A California Supreme Court ruling will dramatically change the state’s cash bail system by stating that some defendants may no longer be detained just because they cannot afford to post bail.
“The common practice of conditioning freedom solely on whether an arrestee can afford bail is unconstitutional,” Justice Mariano-Florentino Cuéllar wrote in the court’s unanimous opinion Thursday.
“Other conditions of release — such as electronic monitoring, regular check-ins with a pretrial case manager, community housing or shelter, and drug and alcohol treatment” are often enough, the ruling says. “The court must consider the arrestee’s ability to pay the stated amount of bail — and may not effectively detain the arrestee ‘solely because’ ” he or she can’t post it.
“When people can obtain their release, they almost always do so,” the ruling states. “The disadvantages to remaining incarcerated pending resolution of criminal charges are immense and profound.”

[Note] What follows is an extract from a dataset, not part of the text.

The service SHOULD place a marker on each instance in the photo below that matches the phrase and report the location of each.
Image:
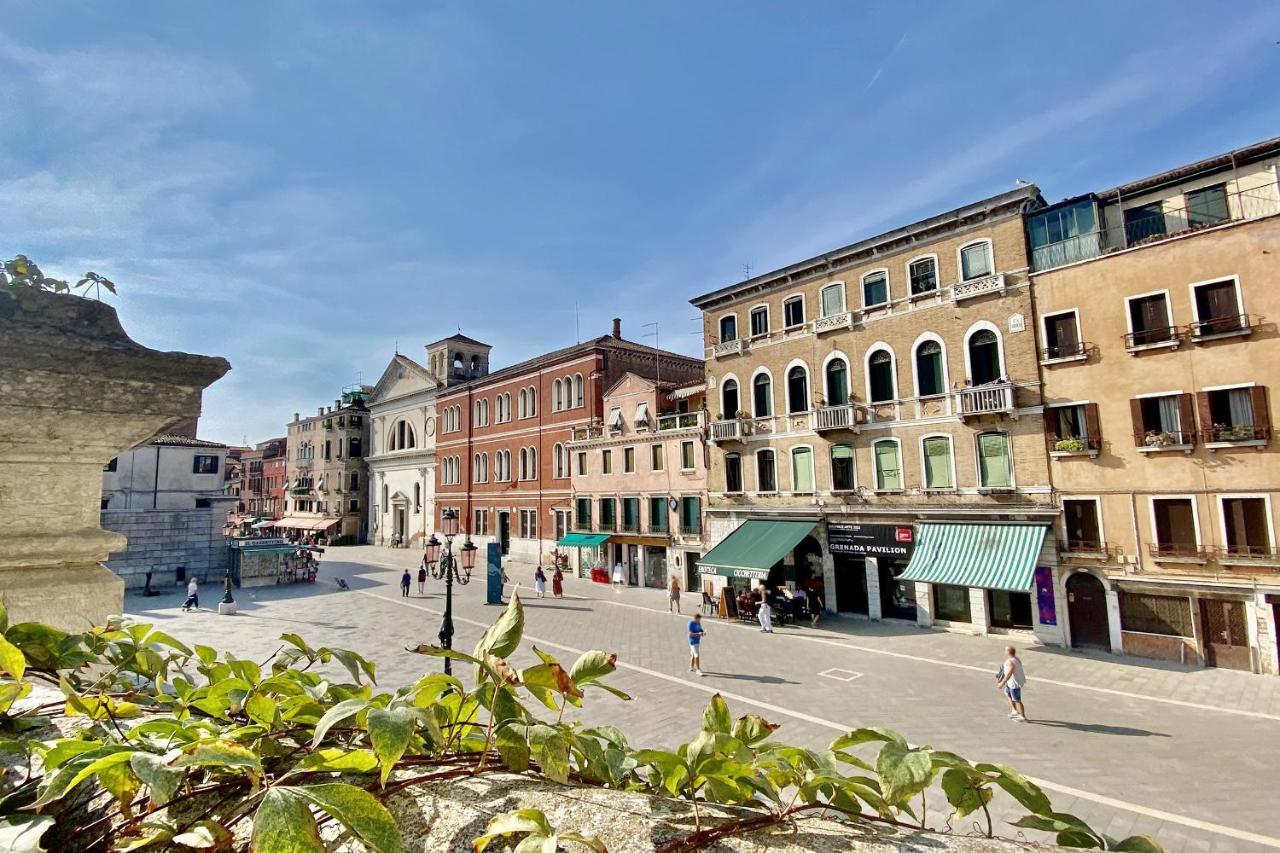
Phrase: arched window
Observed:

Cuéllar added that, “It is one thing to decide that a person should be charged with a crime, but quite another to determine, under our constitutional system, that the person merits detention pending trial on that charge.”
California Public Defenders Association President Jennifer Friedman said in a statement that the court “wrongly concluded in deciding issues of release that they may presume the person committed the charged offense and also failed to clearly describe the limited category of individuals who may be detained.”
She said she hopes the decision will be “a major sea change, and that no one will be held in custody unless it has been shown by clear and convincing evidence there are no alternatives that will ensure the person returns to court.”
The decision comes months after 56% of California voters said they were against Proposition 25, a ballot measure aimed at eliminating cash bail.